I also suspect that coal fines were ball agglomerated before Helifuel.
Tom Reed wrote:
We do a lot of re-discovering the wheel in this world and should keep it to a minimum if possible.
In the mid 1980s John, working for USAID designed a Georgia Tech type "BIG BLUE" pyrolyser for developing countries. It made tar and char.
He developed a 55 gal (200 l) charcoal briquetter that made "fire balls",
about 3 cm in diameter. I have a few in my laboratory charcoal collection.
They do not break up when dropped from 2 m.
A slurry of starch (5%??) is added to half a drum of chardust lying
horizontally on rollers. Drum is closed and rotated with a handcrank.
The process is analogous to making bread, when the first stage of water
absorption produces LUMPS which eventually blend with the other
ingredients to form dough. I presume there is a modest amount of art
involved in knowing when to stop cranking.
I believe that Bhatacharya at AIT has reports on this process.

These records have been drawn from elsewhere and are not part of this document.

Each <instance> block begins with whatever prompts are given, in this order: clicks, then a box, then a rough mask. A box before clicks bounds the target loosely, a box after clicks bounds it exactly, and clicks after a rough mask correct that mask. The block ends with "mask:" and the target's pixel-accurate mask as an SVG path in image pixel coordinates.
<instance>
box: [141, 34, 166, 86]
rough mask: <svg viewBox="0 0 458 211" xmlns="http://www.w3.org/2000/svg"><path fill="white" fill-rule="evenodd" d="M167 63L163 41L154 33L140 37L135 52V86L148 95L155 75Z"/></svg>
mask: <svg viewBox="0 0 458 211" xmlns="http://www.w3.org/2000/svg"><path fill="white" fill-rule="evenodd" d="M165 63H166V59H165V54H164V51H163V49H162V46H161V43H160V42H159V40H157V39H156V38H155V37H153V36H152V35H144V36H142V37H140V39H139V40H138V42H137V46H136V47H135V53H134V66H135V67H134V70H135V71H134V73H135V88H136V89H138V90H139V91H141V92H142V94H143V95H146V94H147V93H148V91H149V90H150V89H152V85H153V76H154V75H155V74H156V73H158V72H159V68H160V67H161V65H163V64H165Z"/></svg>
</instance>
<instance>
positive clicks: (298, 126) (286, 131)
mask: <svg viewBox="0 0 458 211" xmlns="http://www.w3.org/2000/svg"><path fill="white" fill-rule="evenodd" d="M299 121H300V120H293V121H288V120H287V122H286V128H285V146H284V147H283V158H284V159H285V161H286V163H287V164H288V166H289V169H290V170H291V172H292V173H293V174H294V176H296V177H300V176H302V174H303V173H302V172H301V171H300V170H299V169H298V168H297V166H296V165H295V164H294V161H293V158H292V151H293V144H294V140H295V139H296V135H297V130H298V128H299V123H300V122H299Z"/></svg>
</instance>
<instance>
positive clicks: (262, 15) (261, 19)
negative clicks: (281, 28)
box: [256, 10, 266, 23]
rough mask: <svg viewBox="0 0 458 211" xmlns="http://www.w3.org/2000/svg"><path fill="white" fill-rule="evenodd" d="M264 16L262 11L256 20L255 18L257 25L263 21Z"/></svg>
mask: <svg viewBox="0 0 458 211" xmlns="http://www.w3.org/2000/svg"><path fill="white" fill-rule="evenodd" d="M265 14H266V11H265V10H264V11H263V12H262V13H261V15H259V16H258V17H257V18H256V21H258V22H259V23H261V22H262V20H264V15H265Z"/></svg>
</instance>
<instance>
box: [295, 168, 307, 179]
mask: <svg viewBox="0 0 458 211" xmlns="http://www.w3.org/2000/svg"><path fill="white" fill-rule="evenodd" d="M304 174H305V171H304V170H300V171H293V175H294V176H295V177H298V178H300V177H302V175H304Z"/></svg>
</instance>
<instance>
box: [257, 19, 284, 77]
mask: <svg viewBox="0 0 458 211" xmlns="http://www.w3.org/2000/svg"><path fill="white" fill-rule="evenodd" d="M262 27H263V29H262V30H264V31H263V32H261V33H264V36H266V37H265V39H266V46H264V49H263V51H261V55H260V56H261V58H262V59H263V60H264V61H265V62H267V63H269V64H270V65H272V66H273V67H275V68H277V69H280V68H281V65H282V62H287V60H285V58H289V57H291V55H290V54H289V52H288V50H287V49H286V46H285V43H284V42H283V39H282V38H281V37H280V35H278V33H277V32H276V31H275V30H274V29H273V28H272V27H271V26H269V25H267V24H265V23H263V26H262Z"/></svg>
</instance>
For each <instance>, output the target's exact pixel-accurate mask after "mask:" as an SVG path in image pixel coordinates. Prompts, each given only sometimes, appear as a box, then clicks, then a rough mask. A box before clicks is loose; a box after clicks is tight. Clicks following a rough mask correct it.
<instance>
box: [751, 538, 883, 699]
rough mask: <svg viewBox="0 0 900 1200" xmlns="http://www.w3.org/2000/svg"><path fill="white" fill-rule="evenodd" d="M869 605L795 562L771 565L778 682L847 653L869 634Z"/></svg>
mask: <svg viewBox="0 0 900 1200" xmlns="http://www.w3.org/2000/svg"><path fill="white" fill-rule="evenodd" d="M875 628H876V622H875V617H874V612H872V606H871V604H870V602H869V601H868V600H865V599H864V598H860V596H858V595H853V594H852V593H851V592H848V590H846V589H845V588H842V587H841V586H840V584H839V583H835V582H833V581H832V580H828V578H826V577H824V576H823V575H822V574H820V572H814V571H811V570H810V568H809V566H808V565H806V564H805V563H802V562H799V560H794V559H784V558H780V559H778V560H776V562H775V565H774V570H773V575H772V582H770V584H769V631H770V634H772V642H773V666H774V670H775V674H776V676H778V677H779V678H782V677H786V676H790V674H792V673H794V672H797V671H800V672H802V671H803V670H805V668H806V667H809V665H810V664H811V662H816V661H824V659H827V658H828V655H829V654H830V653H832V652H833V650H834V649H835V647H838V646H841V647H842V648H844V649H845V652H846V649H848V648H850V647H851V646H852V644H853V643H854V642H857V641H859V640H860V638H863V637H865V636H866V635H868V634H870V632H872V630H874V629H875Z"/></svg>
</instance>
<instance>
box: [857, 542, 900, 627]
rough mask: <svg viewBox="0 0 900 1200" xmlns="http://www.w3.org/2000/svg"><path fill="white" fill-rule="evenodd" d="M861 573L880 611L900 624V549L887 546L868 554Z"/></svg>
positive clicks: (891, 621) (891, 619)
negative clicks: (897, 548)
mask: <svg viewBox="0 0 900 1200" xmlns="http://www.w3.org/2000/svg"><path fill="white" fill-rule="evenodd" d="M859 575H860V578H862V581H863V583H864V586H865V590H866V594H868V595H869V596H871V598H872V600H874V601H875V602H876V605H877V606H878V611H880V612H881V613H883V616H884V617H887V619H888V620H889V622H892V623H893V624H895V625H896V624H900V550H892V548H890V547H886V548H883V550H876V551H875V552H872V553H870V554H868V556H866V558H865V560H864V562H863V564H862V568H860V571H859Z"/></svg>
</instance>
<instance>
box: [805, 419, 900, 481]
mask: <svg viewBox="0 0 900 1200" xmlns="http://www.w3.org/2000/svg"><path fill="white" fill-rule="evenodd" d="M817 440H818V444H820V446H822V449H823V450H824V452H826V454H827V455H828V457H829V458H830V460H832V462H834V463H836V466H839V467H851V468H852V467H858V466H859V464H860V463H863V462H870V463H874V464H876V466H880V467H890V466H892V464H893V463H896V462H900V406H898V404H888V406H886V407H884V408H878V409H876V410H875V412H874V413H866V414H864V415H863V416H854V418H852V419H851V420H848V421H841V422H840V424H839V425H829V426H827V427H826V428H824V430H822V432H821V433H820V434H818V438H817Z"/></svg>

Hope we
hear from him, too.
TOM REED
Tom Reed wrote (Nov. 29, 2005):
Dear Jeff and All:
I found that newspaper went very nicely through my wife's disposal -
along with many other potentials for fuel.
TOM REED
Jeff Davis wrote (Nov. 21, 2005):
Dear Crispin,
I would like to find a use for all my old newspapers. So what do I do to
the paper. Run it through a shredder, or puts some water and paper in my
mixer with my rocks? How fine does the paper have to be?
Richard Stanley wrote: (NOV.30, 2005)
Jeff,
As concerned binding up charcoal fines, I have never tried a cement mixed
used as a ball mill, but in as much as we are using fine ag residue
fibers for our bonding rather than glues /resins / waxes / starches,
etc., I wonder if the addition of dried but wetted grasses/straws would
not work. The ball mill would indeed mash them into the fine defibrated
paste you need and it would tend to mix them into the charcoal fines,
quite well too. Problem is that you would not really gain density here.
You would require about 50% paper (by wt) to adequately bind up the
crushed charcoal...But then again you would not need any added binder.
If you try it please let me know how it works. I know of about 75 of us
interested in its outcome, on an open source basis, with due reference
to you, if it works.
Richard Stanley